During our interview, Hanks talked a bit about the violinist he plays. The character, Hanks says solemnly, ''has tunnel vision. Unless he is focused on this one thing, music, he has the attention span of a lower life form.'' Hanks says the violinist goes through life listening only to the music in his head and oblivious to the havoc that erupts around him as a massive spy operation pursues him. Does Hanks play the violin? ''I do now,'' he volleys back with a grin. After one and a half months of lessons with a violinist from Twentieth Century Fox's music department, Hanks says he can play a section of Rimsky-Korsakov's ''Scheherezade,'' ''Love Me Tender,'' and the theme from ''Father Knows Best.''
With or without pizzicato, the role of a concert violinist is a change of pace for the young actor who broke into show biz in a TV sitcom, ''Bosom Buddies ,'' and first surfaced as a star in ''Splash.'' In ''Splash'' Hanks brought an endearing zaniness to the role of the smitten lover who didn't care whether his girl had gills or not. ''The guy was a potato, he was a lox,'' sighs Hanks, ''and that's what I was trying to portray, a swept-away character. If he hadn't met this girl, he would have ended up in 40 years as a bitter guy sitting on a park bench who doesn't even come alive for the baseball season.'' As he talks, Hanks snaps the blue sweatbands on his wrists like slingshots.
It was Hanks who pointed out to producer Victor Drai that since he was neither tall nor blond the original film title, ''The Tall Blond Man With One Black Shoe,'' wouldn't work. ''The Man With One Black Shoe'' sounded flat, so when a member of the crew suggested ''one red shoe'' for color that became the working title.

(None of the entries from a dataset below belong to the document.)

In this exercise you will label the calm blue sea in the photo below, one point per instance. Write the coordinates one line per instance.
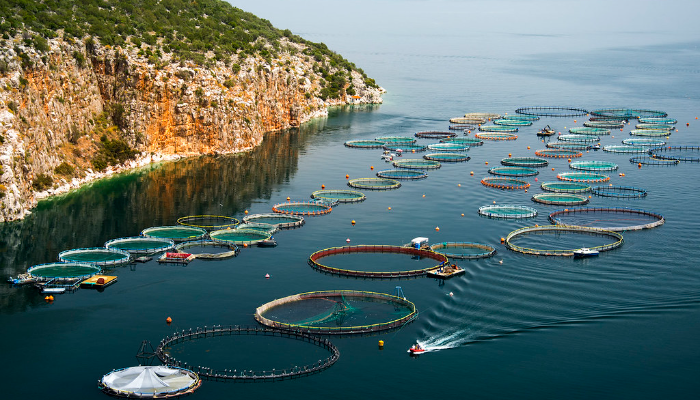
(620, 326)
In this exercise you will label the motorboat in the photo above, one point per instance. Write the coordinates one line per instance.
(585, 252)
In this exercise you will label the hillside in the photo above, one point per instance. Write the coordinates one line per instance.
(91, 87)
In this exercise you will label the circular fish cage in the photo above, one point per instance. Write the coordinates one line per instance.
(566, 187)
(463, 250)
(302, 208)
(488, 116)
(452, 147)
(582, 177)
(604, 124)
(647, 160)
(496, 129)
(416, 163)
(100, 256)
(150, 382)
(395, 147)
(625, 149)
(402, 174)
(505, 183)
(589, 131)
(374, 183)
(177, 233)
(447, 157)
(63, 270)
(560, 199)
(471, 142)
(208, 222)
(140, 244)
(593, 165)
(557, 231)
(558, 153)
(507, 211)
(259, 226)
(654, 126)
(611, 218)
(512, 122)
(434, 134)
(280, 220)
(643, 142)
(658, 120)
(513, 171)
(522, 117)
(341, 196)
(579, 138)
(468, 120)
(164, 353)
(620, 192)
(337, 312)
(552, 111)
(680, 153)
(376, 249)
(525, 162)
(208, 249)
(650, 132)
(239, 237)
(365, 144)
(628, 113)
(395, 139)
(495, 136)
(569, 146)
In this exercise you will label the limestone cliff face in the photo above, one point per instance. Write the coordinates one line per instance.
(51, 104)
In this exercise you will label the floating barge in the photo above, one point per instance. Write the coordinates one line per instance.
(445, 272)
(99, 281)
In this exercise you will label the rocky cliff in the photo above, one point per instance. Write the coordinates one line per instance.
(58, 105)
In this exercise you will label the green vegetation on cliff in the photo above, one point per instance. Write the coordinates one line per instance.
(202, 31)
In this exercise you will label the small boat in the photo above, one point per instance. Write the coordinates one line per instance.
(546, 131)
(267, 243)
(416, 349)
(585, 252)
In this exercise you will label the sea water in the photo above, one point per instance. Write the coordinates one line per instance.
(621, 325)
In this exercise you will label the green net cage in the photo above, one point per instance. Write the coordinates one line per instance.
(341, 195)
(497, 128)
(505, 183)
(513, 171)
(280, 220)
(304, 208)
(100, 256)
(560, 199)
(374, 183)
(417, 163)
(177, 233)
(464, 141)
(582, 177)
(208, 222)
(402, 174)
(566, 187)
(140, 244)
(365, 144)
(589, 131)
(524, 162)
(512, 122)
(628, 113)
(620, 192)
(507, 211)
(593, 165)
(626, 149)
(63, 270)
(239, 236)
(463, 250)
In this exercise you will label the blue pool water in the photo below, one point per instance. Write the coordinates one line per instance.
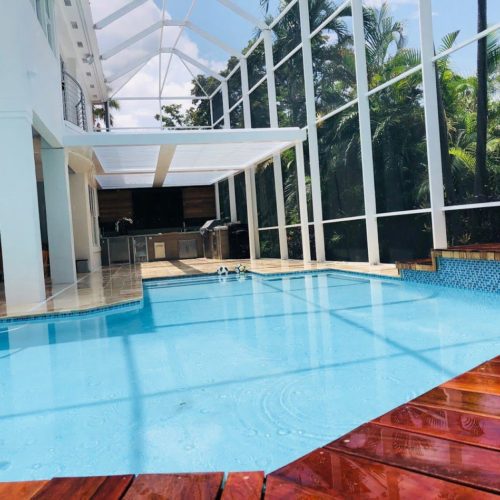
(228, 374)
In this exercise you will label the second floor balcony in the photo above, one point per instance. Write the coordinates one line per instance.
(74, 103)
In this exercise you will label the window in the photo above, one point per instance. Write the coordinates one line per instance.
(45, 13)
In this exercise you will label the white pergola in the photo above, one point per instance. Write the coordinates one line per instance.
(436, 209)
(194, 158)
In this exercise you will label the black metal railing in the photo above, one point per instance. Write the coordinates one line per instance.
(75, 110)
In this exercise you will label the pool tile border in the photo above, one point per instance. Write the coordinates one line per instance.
(349, 467)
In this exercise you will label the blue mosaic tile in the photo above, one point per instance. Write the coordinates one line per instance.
(132, 305)
(479, 275)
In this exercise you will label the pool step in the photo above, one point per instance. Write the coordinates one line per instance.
(443, 444)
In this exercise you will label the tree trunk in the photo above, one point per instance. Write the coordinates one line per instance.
(481, 173)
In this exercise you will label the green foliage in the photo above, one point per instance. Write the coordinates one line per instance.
(397, 121)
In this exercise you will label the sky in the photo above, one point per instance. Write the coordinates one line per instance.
(210, 15)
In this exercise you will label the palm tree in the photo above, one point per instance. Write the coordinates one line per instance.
(481, 172)
(100, 113)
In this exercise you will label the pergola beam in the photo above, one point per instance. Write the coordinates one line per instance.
(169, 22)
(133, 39)
(258, 23)
(178, 137)
(165, 157)
(194, 62)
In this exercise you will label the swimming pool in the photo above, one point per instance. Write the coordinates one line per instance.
(234, 373)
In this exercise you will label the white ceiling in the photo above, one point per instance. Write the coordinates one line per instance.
(191, 165)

Hanks is wearing scruffy brown and tan saddle shoes a few days later when the gang of 100 or so involved in the film arrives on location in Georgetown at Blues Alley, a jazz nightclub. Blues Alley has been temporarily converted to a laundry with a ''Linens of the Week'' sign posted overhead in front of its laundry truck; a Landmark Tours car carrying a kidnapped Lori Singer has just collided with the truck, spewing a rainbow of laundry over the alley. The morning is devoted to getting just the right take of Tom Hanks running up to the Landmark car, snatching Lori Singer to safety, and running off with her. When everything including the movie crane is in place, an assistant director yells ''Quiet please! Roll tape! Action!'' and a few more seconds of the movie are shot. The next day it's back to Los Angeles where the rest of the film will be shot and intercut with footage like Hanks's bike ride down the Lincoln Monument steps.
For Tom Hanks, making movies is one long Landmark tour.He was raised by his divorced father in Oakland, Calif., had his first role in a school production of Tennessee Williams's ''The Night of the Iguana,'' then ricocheted off to college. He wanted to study stage carpentry but ended up in front of the lights, acting for three seasons in the Great Lakes Shakespeare Festival in Cleveland, then went on to New York for what he remembers grimly as ''A hack-and-slash film ,'' the movie ''Mazes and Monsters.'' ABC spotted him in that and flew him to L.A. to test for ''Bosom Buddies,'' which landed him fame and a two-year contract. Hanks is reluctant for reasons of privacy to talk about his producer wife and their two young children, but he'll tell you about shooting a TV sitcom:
It was fun, he admits, but ''after a while it just beats you to a pulp, the physicality of it.'' He prefers movies like this one or his next, ''The Volunteers,'' a film about the Peace Corps in 1962 to be shot near Vera Cruz in Mexico. ''When you make a movie, you get to go somewhere - Vera Cruz, Washington , Toronto, Europe, LAX (Los Angeles Airport). I've been all over making movies. When you do TV, you get to go to Studio 25 at Paramount,'' says Hanks, deadpan except for the wry glint in his hazel eyes.